What do Christians believe about why Jesus died?
Jesus died by being crucified. ‘Crucifixion’ means nailed to a cross. The cross was then lifted up outside the city walls (in Jesus’ case, Jerusalem) so everybody could see it. The people on the cross were then left to die in the hot sun. It was a form of Roman execution, usually saved for really wicked criminals such as murderers, or people who fought the Roman Empire.
Jesus was accused by his enemies of ‘stirring up trouble’ against the Romans who occupied Israel. The events of Palm Sunday – where crowds followed him and called him king - were probably used as evidence against him. At the time the only ‘king’ allowed in Jerusalem was the Roman Emperor.

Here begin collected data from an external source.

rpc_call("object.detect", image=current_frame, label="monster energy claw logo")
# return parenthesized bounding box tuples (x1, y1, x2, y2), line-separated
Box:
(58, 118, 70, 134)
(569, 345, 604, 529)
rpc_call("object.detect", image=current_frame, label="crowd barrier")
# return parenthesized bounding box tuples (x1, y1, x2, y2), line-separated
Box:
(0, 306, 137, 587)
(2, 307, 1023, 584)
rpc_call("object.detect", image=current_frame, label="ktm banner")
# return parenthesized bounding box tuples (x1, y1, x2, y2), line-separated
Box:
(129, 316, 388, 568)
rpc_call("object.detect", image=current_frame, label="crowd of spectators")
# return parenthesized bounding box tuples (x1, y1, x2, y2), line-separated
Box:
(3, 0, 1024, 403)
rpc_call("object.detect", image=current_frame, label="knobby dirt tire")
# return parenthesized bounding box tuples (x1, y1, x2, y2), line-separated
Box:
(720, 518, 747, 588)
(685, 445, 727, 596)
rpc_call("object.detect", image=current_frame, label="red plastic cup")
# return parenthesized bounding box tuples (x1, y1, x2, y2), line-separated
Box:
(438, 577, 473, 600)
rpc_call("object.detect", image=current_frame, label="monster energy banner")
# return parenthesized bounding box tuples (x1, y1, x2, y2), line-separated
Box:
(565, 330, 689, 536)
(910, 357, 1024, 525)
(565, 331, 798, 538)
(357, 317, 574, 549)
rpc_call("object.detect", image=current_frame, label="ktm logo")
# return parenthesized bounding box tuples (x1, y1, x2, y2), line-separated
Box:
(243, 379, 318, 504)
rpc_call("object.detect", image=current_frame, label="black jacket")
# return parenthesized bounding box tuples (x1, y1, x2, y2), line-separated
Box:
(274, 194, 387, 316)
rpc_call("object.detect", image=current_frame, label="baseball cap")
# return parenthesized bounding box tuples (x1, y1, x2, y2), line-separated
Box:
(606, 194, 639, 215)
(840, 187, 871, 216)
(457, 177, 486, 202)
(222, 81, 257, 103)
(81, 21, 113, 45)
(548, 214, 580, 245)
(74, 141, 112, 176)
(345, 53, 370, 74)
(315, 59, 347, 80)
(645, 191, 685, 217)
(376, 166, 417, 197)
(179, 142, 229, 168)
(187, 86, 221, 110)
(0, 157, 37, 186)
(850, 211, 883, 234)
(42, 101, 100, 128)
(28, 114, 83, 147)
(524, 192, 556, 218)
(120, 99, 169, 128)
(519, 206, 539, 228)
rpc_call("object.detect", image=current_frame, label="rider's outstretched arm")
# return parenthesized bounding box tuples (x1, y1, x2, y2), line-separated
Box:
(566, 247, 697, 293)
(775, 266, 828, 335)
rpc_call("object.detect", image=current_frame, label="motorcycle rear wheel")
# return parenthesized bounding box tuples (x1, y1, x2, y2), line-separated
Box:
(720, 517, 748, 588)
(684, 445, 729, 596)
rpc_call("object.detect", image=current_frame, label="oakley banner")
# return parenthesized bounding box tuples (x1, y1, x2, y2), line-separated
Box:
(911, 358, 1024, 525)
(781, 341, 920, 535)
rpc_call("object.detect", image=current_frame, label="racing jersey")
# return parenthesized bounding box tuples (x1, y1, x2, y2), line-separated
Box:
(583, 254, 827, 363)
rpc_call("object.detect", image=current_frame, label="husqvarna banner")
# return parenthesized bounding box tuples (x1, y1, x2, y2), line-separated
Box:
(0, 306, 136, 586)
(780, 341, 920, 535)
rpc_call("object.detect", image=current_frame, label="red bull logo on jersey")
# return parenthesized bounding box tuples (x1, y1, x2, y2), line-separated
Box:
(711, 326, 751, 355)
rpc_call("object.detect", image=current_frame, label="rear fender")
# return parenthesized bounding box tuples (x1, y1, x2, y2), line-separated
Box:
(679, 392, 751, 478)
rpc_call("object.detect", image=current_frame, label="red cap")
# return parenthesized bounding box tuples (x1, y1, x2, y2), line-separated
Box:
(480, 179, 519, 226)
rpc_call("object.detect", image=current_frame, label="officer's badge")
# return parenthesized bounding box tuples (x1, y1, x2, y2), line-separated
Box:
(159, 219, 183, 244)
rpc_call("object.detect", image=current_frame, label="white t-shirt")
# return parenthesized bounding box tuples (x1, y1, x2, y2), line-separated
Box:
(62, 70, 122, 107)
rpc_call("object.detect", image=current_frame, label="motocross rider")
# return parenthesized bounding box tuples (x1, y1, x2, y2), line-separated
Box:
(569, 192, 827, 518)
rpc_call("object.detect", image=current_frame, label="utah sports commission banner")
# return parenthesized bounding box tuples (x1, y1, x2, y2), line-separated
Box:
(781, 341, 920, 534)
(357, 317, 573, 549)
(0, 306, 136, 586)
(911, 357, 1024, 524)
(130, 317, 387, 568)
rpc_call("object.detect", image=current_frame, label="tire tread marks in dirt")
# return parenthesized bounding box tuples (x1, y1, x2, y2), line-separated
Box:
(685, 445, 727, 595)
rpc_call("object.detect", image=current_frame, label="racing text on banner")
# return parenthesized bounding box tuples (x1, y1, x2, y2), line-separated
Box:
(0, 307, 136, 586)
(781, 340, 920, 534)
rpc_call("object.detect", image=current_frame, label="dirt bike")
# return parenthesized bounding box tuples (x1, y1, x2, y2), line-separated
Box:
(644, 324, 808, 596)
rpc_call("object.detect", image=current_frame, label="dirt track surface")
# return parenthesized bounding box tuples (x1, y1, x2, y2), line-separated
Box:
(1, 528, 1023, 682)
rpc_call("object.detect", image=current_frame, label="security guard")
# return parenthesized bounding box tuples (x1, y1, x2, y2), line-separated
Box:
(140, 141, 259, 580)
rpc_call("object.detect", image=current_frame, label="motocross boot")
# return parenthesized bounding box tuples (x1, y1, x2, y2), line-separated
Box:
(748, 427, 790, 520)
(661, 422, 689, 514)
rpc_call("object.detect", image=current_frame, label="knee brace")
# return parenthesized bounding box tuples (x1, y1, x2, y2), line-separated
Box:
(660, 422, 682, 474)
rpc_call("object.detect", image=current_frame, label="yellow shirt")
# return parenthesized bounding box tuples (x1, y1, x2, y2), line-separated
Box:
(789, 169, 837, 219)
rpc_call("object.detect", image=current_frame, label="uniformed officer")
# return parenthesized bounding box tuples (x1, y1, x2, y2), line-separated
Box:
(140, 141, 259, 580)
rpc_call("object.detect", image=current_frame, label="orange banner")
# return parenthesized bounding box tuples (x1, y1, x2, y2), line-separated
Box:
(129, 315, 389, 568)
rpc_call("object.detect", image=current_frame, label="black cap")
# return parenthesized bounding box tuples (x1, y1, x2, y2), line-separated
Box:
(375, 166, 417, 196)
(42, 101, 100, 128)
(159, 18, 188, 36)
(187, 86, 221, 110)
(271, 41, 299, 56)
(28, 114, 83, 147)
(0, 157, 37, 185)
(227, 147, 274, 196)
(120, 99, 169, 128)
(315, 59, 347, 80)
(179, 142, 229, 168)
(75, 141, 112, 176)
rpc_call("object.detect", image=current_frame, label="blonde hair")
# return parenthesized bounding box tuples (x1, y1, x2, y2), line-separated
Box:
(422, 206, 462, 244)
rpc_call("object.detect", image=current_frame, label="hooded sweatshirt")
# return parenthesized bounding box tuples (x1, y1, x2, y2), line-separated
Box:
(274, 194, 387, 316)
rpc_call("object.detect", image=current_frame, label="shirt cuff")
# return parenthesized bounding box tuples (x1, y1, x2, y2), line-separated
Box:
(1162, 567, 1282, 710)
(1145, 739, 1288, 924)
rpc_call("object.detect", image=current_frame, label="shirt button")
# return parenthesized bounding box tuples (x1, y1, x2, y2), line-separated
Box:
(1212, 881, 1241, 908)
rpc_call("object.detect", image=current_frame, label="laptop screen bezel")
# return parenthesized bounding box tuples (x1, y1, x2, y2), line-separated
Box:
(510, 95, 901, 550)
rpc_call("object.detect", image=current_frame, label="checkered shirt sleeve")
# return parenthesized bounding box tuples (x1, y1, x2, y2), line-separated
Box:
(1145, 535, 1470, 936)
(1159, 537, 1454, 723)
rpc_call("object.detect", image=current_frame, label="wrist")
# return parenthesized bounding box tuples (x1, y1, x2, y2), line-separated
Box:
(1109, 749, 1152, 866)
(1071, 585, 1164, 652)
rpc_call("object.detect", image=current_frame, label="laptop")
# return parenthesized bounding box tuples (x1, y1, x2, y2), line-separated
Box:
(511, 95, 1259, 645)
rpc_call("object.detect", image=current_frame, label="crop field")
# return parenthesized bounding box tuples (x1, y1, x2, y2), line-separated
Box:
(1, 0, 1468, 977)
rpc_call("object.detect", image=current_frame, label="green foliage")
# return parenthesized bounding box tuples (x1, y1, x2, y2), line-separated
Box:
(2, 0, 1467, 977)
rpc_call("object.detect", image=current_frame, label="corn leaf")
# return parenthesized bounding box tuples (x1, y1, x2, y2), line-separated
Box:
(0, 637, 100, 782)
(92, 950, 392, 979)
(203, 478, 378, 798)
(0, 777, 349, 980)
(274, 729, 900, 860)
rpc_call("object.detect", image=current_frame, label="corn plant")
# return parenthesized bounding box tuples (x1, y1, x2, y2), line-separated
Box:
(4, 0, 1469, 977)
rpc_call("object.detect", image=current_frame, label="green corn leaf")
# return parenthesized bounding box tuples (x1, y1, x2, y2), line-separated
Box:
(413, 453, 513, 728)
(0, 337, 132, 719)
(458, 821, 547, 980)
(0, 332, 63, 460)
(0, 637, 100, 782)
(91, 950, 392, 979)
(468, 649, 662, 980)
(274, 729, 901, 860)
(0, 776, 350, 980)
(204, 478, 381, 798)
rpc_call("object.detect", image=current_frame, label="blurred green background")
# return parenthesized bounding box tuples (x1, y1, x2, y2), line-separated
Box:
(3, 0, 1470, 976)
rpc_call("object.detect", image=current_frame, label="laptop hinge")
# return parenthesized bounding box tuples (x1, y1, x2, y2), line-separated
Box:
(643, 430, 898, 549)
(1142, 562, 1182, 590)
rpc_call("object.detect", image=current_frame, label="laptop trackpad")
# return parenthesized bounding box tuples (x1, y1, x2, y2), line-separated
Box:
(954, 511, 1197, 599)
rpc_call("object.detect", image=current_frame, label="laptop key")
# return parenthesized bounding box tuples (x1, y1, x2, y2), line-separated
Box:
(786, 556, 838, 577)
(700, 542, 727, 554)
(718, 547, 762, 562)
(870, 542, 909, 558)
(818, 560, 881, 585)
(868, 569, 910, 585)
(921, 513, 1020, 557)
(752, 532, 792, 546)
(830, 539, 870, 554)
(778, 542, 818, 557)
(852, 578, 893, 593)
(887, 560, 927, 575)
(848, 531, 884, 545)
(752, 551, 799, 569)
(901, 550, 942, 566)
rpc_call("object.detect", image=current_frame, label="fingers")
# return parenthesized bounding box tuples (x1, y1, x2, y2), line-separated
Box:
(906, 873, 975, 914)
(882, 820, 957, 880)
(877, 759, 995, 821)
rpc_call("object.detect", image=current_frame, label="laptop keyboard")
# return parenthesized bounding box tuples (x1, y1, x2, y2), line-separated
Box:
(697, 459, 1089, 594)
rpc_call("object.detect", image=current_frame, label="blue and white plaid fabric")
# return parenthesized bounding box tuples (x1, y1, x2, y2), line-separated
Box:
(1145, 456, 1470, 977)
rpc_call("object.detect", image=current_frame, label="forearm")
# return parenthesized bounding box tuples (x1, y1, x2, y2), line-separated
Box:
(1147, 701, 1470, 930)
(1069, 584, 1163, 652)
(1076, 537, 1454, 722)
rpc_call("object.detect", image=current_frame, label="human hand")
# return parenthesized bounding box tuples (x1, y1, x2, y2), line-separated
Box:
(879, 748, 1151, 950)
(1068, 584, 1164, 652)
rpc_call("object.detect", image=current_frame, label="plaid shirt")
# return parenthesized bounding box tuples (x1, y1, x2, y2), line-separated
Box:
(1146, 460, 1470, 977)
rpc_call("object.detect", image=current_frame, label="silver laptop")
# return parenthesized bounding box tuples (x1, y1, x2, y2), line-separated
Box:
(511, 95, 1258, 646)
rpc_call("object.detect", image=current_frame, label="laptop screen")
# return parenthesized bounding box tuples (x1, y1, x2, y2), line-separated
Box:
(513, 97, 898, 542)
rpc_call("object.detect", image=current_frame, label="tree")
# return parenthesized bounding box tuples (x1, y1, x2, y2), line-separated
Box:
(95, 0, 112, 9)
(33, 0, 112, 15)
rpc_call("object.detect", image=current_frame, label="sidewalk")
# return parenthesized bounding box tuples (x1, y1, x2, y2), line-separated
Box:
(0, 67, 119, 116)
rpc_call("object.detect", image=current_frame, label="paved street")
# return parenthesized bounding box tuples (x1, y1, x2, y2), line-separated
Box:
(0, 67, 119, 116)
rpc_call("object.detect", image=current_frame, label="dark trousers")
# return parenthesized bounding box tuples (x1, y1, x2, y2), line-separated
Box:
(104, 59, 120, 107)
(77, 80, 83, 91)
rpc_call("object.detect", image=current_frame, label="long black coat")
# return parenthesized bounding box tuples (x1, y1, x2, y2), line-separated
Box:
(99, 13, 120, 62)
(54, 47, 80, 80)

There are lots of answers to the question, ‘Why did Jesus die?’ You could say it was because Pilate, the Roman Governor of Jerusalem, sentenced him to death. Or because one of his disciples, Judas, betrayed him. Or because Jesus had enemies who wanted him dead. All that would be true, but in the Gospels, it seems that there is something more to it...
Clue 1: The Wise Men’s presents Remember the presents in the Christmas story – gold, frankincense and myrrh? Myrrh is used on dead bodies before they are buried to keep them smelling fresh. This seems a very strange thing to give to a newborn baby! But Christians see it as a sign right from the beginning that Jesus’ death would be as important as his life. .
Clue 2: Jesus predicts his death over and over again The gospels record Jesus telling his disciples on more than one occasion that he will die. For example: ‘The Son of Man [that is, Jesus] must suffer much ... and be rejected ... he will be put to death, but three days later he will rise to life.’ (Mark 8:31)
In other words, Jesus said his death was the greatest act of service he was to do, and his death was the price that had to be paid to release people from some kind of slavery.
‘The Son of Man did not come to be served; he came to serve, and to give his life to redeem (save) many people’. (Mark 10:45)
Not surprisingly, some listeners thought he was mad, or demon-possessed.
Clue 3: The Last Supper Jesus’ ‘last supper’ with his disciples was not just any meal. They were eating a special meal called the Passover meal. At the Passover, Jews remember the special covenant they made with God: the promises made in the time of Moses when they promised to follow God, and He promised to always be with them. During this Passover meal, on the night before he died, Jesus talked about the bread they are eating as being his body and the wine they are drinking as being his blood. What could this mean? The Jews marked this special bond in a ceremony that included sprinkling the people with ‘the blood of the covenant’. That was remembered by drinking wine.
When Jesus talked about the Passover bread as his body, and the Passover wine as his blood, he is telling his disciples that his death now makes a new special bond between people and God. In other words, Jesus’ death would make it possible for people – non-Jews as well as Jews – to be linked with God in a new way.
Clue 4: The torn curtain In the Jewish temple in Jerusalem there was a big curtain that separated off a special place called ‘The Holy of Holies.’ This is the place where Jews believed the presence of God could be found.
Only a specially consecrated Great High Priest could go in, once a year (during Yom Kippur, the festival of atonement), to make a special plea for forgiveness on behalf of all the people.
Matthew’s gospel says that at the moment Jesus died, this curtain – the symbol of separation between a Holy God and humankind – tore in two. What could that mean?